Sub gains propel Comcast

Adelphia integration almost done

Comcast Corp., the largest U.S. cable operator, reported an 80% increase in its first-quarter profit Thursday, driven by record quarterly subscriber growth overall and in key product categories. Also providing a boost was a one-time gain from disentangling a joint venture with Time Warner Cable.

Comcast COO and Comcast Cable president Stephen Burke said in a conference call that the integration of cable systems acquired from Adelphia Communications is 80% done, well ahead of schedule, with margins already improved from the low-30% levels to 40%-plus.

Management also said day-and-date VOD film trials show that revenue from this approach adds to overall film revenue for Comcast and studios rather than cannibalizing their business. Burke said the increase in movie buying is "very substantial" in markets with day-and-date trials.

He also said Comcast is in talks with studios to expand the trials to a third market and hopes to roll it out on a broader basis "in the not too distant future."

Oppenheimer & Co. analyst Thomas Eagan said Thursday: "Longer term, we expect Comcast's ability to offer VOD access to new studio releases (on the same day they hit home video) will provide key competitive advantages over satellite TV."

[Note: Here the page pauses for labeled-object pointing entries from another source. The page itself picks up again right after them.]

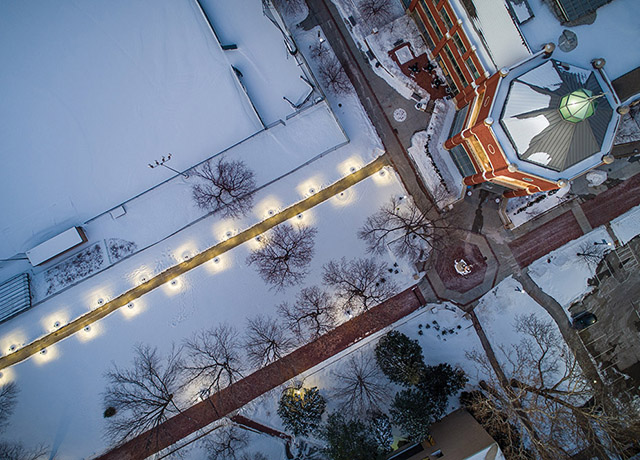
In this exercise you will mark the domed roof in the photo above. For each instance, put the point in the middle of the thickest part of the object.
(554, 115)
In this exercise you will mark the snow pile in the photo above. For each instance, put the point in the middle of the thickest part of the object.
(627, 226)
(596, 177)
(383, 41)
(435, 165)
(562, 274)
(594, 40)
(629, 129)
(497, 311)
(524, 208)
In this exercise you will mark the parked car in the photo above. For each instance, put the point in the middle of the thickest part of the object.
(583, 320)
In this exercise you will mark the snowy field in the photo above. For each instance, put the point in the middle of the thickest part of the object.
(92, 92)
(613, 36)
(66, 413)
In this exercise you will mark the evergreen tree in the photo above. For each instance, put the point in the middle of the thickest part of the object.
(350, 440)
(400, 358)
(413, 410)
(443, 380)
(301, 409)
(380, 429)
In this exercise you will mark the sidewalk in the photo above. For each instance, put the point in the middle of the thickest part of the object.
(166, 276)
(555, 233)
(269, 377)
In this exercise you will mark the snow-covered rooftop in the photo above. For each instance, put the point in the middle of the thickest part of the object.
(613, 35)
(92, 92)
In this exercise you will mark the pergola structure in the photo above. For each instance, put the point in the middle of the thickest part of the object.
(536, 126)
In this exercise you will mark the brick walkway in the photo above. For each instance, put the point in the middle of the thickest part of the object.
(422, 78)
(615, 201)
(546, 238)
(269, 377)
(557, 232)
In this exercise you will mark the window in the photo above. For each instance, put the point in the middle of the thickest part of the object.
(458, 121)
(472, 68)
(455, 65)
(431, 19)
(445, 18)
(459, 44)
(461, 159)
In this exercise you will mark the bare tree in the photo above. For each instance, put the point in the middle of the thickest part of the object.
(564, 413)
(591, 254)
(284, 255)
(319, 51)
(8, 399)
(376, 12)
(403, 228)
(360, 283)
(214, 358)
(227, 186)
(267, 340)
(312, 314)
(290, 7)
(360, 387)
(144, 396)
(15, 451)
(226, 442)
(333, 76)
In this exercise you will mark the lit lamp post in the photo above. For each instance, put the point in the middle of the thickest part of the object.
(162, 163)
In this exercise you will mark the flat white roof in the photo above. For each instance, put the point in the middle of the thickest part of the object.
(54, 246)
(498, 33)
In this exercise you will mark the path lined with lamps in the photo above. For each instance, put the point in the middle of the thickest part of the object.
(170, 274)
(269, 377)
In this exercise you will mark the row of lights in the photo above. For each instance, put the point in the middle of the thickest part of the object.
(343, 197)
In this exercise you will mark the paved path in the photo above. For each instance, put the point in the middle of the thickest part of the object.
(572, 224)
(275, 374)
(95, 315)
(545, 238)
(374, 93)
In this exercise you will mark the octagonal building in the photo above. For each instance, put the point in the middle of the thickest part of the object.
(535, 126)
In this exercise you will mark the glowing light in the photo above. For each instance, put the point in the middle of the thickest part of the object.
(174, 286)
(383, 177)
(311, 186)
(218, 264)
(90, 332)
(13, 341)
(185, 251)
(7, 375)
(46, 355)
(55, 320)
(343, 198)
(303, 219)
(268, 207)
(132, 309)
(350, 165)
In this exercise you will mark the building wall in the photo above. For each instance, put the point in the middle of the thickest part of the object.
(450, 46)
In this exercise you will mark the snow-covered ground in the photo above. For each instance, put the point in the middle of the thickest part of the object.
(437, 169)
(562, 274)
(627, 226)
(60, 400)
(92, 94)
(524, 208)
(613, 36)
(309, 135)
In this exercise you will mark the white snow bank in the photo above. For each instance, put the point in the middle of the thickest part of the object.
(524, 208)
(562, 274)
(627, 226)
(94, 91)
(613, 36)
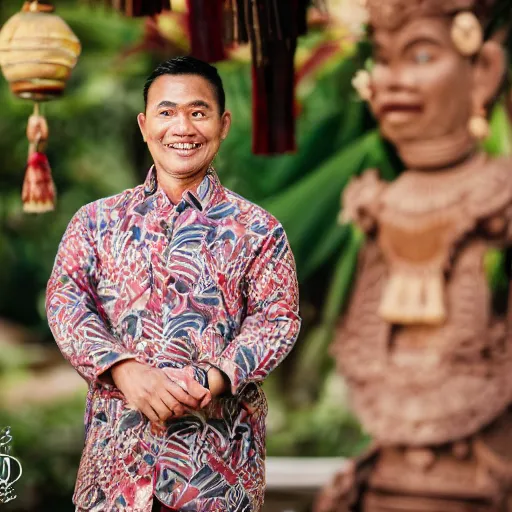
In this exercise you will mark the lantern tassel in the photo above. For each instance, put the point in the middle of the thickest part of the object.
(38, 193)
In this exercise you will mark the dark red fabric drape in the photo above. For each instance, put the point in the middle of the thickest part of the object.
(206, 29)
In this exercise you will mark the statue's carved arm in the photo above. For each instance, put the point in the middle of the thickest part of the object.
(360, 201)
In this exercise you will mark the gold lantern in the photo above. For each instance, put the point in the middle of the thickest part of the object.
(38, 51)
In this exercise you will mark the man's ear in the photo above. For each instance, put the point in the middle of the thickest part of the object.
(225, 124)
(488, 74)
(141, 119)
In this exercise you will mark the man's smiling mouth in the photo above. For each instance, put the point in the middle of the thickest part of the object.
(184, 145)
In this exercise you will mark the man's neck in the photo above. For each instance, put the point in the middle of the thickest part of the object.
(175, 187)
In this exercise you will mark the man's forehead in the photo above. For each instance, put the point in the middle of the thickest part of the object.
(181, 89)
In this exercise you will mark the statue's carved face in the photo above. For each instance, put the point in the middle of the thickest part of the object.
(422, 86)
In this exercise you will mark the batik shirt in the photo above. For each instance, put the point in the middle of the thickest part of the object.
(210, 280)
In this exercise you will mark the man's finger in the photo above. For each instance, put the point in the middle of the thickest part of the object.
(196, 390)
(150, 413)
(184, 378)
(181, 395)
(206, 400)
(172, 404)
(162, 408)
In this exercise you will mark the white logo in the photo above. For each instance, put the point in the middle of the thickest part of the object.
(10, 468)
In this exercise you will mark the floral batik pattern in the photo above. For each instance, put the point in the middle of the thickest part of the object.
(208, 281)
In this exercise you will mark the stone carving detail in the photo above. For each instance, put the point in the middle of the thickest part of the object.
(425, 352)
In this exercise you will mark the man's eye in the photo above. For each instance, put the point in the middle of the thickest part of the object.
(381, 60)
(423, 57)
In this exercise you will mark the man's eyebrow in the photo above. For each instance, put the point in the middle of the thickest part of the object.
(195, 103)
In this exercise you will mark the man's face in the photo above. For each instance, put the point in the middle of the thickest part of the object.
(422, 85)
(182, 125)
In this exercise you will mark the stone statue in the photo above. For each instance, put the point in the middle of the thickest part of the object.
(425, 348)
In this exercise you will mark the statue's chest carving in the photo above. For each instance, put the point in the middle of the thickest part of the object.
(418, 245)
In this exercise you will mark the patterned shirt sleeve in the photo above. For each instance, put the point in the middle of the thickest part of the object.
(72, 310)
(272, 323)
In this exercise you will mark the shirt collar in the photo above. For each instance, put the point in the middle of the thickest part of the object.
(199, 200)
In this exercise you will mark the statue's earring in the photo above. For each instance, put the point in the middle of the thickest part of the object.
(467, 33)
(362, 84)
(478, 125)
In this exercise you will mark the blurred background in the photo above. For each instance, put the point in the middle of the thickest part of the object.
(96, 150)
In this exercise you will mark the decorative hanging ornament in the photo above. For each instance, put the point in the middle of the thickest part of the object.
(38, 51)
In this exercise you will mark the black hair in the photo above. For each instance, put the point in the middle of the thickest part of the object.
(189, 66)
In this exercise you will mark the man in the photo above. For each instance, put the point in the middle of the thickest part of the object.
(174, 300)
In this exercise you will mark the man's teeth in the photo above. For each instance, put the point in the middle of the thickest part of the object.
(183, 145)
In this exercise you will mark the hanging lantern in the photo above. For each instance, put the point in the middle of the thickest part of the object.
(38, 51)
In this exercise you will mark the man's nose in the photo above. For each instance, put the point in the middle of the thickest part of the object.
(183, 126)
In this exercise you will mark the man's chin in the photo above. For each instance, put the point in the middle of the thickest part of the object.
(181, 169)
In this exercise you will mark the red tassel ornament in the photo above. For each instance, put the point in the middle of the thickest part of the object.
(38, 194)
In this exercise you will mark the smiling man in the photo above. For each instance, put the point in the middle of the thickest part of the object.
(174, 300)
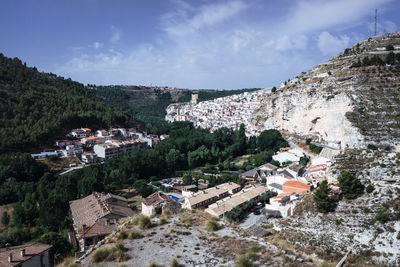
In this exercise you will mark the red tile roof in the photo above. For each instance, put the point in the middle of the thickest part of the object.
(31, 250)
(297, 184)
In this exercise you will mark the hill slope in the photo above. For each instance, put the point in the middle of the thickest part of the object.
(144, 101)
(353, 98)
(36, 107)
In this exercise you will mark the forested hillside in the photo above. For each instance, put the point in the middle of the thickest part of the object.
(36, 107)
(151, 102)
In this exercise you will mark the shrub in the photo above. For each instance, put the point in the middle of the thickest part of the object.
(372, 147)
(389, 47)
(174, 263)
(243, 261)
(122, 235)
(114, 253)
(142, 221)
(212, 225)
(350, 186)
(382, 216)
(315, 149)
(370, 188)
(162, 220)
(322, 198)
(135, 235)
(152, 264)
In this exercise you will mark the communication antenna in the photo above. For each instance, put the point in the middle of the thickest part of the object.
(376, 19)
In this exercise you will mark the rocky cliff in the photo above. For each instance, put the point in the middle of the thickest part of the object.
(353, 98)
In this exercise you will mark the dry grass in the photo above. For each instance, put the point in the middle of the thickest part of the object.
(111, 253)
(195, 217)
(68, 262)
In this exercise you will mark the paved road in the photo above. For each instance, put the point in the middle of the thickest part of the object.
(252, 219)
(71, 169)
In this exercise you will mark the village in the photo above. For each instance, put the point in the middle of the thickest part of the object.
(88, 146)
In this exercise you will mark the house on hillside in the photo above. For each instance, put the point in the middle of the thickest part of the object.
(295, 170)
(158, 203)
(96, 216)
(281, 205)
(257, 174)
(296, 187)
(35, 254)
(210, 195)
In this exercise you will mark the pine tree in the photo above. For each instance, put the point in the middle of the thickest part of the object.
(322, 198)
(350, 186)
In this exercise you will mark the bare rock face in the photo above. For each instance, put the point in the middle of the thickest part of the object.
(353, 98)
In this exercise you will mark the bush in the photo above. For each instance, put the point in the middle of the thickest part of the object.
(212, 225)
(350, 186)
(382, 216)
(152, 264)
(142, 221)
(323, 200)
(370, 188)
(174, 263)
(122, 235)
(162, 220)
(135, 235)
(315, 149)
(372, 147)
(243, 261)
(114, 253)
(389, 47)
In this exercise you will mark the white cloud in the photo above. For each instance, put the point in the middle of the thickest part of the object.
(115, 34)
(96, 45)
(180, 22)
(212, 46)
(329, 45)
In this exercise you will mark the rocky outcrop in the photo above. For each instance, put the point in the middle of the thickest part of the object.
(347, 99)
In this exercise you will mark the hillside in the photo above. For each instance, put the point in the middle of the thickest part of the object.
(353, 98)
(37, 107)
(144, 101)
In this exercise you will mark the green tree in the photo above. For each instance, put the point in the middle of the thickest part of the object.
(322, 198)
(5, 218)
(187, 179)
(271, 140)
(389, 47)
(350, 186)
(382, 215)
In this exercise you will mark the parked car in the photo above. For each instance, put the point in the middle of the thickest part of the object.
(259, 205)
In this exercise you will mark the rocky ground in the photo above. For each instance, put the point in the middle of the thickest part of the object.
(185, 238)
(353, 227)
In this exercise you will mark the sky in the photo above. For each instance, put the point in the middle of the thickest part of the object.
(202, 44)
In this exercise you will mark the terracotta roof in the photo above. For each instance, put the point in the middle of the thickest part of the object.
(156, 199)
(297, 184)
(280, 196)
(31, 250)
(87, 211)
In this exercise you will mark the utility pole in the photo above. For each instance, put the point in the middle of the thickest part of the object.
(376, 19)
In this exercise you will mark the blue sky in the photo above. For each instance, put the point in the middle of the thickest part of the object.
(186, 44)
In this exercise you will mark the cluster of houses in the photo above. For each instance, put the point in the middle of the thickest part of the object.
(35, 254)
(230, 111)
(102, 144)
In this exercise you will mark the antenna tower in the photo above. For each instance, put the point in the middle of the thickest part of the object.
(376, 19)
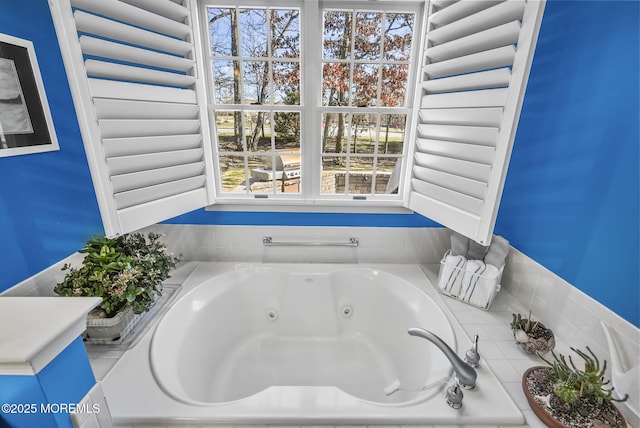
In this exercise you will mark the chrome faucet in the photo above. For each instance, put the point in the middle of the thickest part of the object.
(465, 374)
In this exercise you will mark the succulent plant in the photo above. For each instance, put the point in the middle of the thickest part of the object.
(571, 383)
(533, 336)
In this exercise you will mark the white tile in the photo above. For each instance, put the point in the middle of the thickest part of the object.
(517, 395)
(465, 317)
(505, 371)
(101, 366)
(488, 350)
(499, 332)
(532, 420)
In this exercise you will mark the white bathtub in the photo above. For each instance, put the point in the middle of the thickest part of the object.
(300, 344)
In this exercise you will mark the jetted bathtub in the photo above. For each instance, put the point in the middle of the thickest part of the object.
(299, 344)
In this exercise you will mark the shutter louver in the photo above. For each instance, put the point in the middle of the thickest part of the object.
(476, 61)
(134, 62)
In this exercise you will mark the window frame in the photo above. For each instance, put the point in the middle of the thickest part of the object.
(310, 197)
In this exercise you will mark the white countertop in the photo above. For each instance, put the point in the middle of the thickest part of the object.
(33, 330)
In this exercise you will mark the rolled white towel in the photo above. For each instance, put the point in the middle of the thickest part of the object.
(476, 251)
(472, 271)
(459, 244)
(451, 272)
(485, 286)
(497, 253)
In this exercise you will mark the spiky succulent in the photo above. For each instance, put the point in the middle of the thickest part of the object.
(571, 383)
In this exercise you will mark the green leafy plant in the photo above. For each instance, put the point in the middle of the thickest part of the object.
(125, 271)
(571, 383)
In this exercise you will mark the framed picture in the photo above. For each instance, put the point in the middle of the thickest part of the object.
(25, 120)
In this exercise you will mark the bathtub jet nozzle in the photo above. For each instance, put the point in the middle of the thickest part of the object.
(465, 374)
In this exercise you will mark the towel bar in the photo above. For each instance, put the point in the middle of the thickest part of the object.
(267, 241)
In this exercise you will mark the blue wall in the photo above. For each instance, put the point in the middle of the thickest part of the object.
(570, 200)
(47, 205)
(571, 197)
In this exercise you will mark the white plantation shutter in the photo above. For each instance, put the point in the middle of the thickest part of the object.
(133, 75)
(476, 61)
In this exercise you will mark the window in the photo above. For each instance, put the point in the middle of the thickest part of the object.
(283, 134)
(309, 101)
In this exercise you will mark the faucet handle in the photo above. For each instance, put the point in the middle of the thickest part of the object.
(454, 396)
(472, 357)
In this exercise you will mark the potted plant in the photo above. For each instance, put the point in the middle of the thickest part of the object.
(562, 395)
(531, 335)
(127, 272)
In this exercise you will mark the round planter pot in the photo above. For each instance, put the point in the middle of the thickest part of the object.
(540, 410)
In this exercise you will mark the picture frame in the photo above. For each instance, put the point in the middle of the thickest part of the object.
(26, 125)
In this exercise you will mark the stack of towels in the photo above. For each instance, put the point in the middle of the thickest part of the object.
(470, 271)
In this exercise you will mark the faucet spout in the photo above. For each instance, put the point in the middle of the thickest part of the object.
(464, 372)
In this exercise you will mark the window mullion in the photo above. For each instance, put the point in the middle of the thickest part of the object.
(312, 71)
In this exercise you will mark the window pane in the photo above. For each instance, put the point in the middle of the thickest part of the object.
(285, 33)
(391, 134)
(360, 175)
(287, 130)
(334, 174)
(253, 32)
(229, 131)
(383, 174)
(263, 178)
(363, 133)
(334, 132)
(335, 84)
(255, 82)
(337, 35)
(397, 36)
(224, 84)
(368, 35)
(286, 83)
(232, 170)
(257, 125)
(394, 85)
(220, 31)
(365, 85)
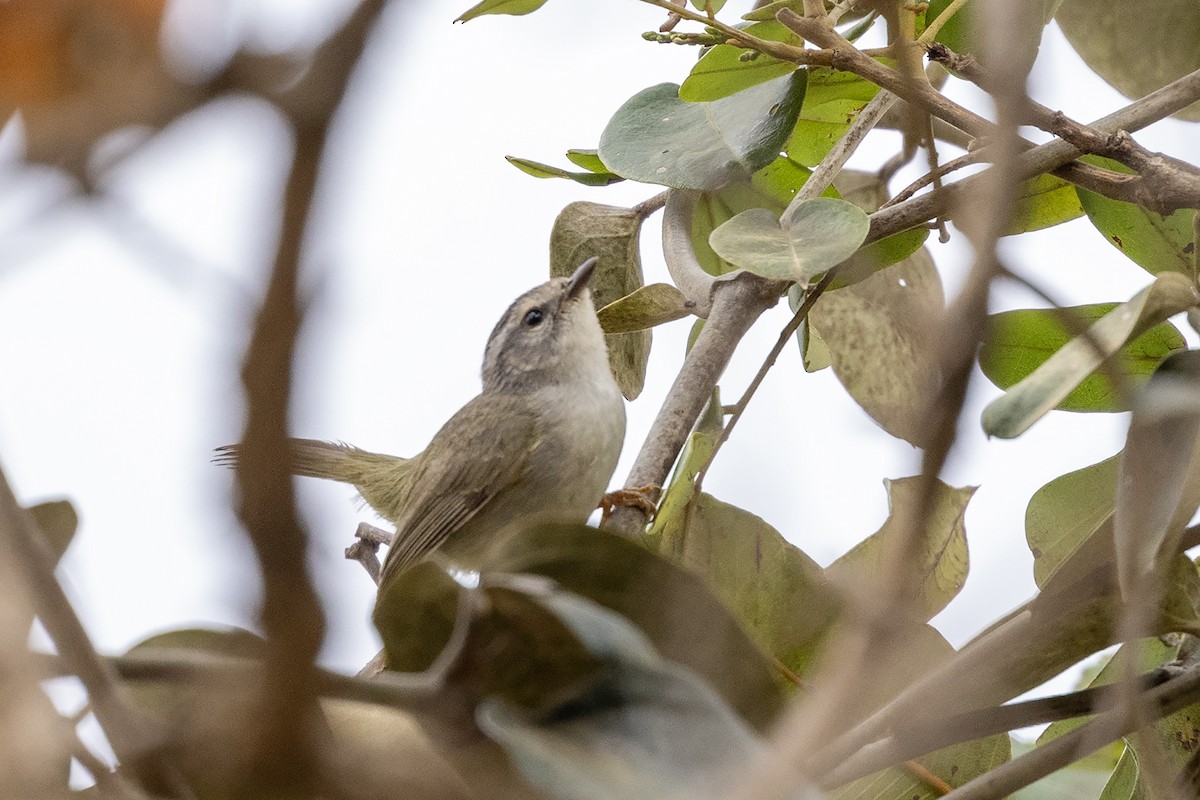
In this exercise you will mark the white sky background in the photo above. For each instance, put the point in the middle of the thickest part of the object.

Comcast posted a quarterly profit of $837 million, compared with $466 million a year ago. The figure for the latest period included a $300 million gain from the separation of a venture with TW Cable in Texas and Kansas.

Comcast's first-quarter revenue jumped 32% year-over-year to $7.39 billion.

As management predicted, free cash flow declined in the latest quarter as the cable giant continued to aggressively sign up customers. The $442 million in free cash flow was nearly half the $807 million recorded a year ago.

Comcast said it added 75,000 basic-video subscribers during the first quarter, up from 50,300 a year ago, bringing the company's total subscriber base to 24.2 million. Comcast also signed up 644,000 digital cable customers, up from 355,000 last year and a new quarterly record for the company.

High-speed Internet user growth reached a quarterly record as well at 563,000, up from 511,500 in first-quarter 2006. And Comcast added 478,000 telephony subscribers, up from 163,000 last year.

Overall, Comcast reported its highest number of quarterly revenue generating unit additions in its history at 1.8 million, a 63% increase compared with the same quarter last year. It was the firm's third consecutive quarter of record-breaking RGU gains.

"We are off to a fabulous start to the year and see increasing momentum as we move ahead," Comcast chairman and CEO Brian Roberts said. "Strong consumer demand for our superior products delivered through our triple-play offering resulted in another quarter of record performance at our cable division — and we are just getting started capitalizing on the triple-play opportunity."

The strong subscriber momentum boosted revenue at Comcast's core cable unit 12% in the first quarter to $7 billion, even though advertising revenue fell 3% partly because of to an additional week in the year-ago period.

Comcast's cable network unit, which includes E! Entertainment Television and Versus among others, boosted its quarterly revenue 27% to $302 million.

For full-year 2007, Comcast reiterated its previous guidance, including cable revenue growth of at least 12%, overall revenue growth of at least 11% and RGU net additions of about 6.5 million, up 30% compared with 2006.

Wall Street generally lauded the latest Comcast results.

"Most importantly, RGU adds continue to exceed estimates while (capital expenditure) was in line," Goldman Sachs analyst Anthony Noto said.

While Comcast shares have been restrained this year thanks to concerns about heightened spending on subscriber growth, Noto said "investors should feel comfortable that the company's (capital spending) is indeed success-based and will drive growth and returns."

Credit Suisse analyst Bryan Kraft said: "The core subscription part of the business is performing stronger than we had expected due to stronger average revenue per user in all three service lines and lower expense growth. … That said, the stock has had a strong run into the quarter, and we do not see today's results as a catalyst for further near-term upside."

But with Comcast shares declining Thursday, some others said that provides a buying opportunity.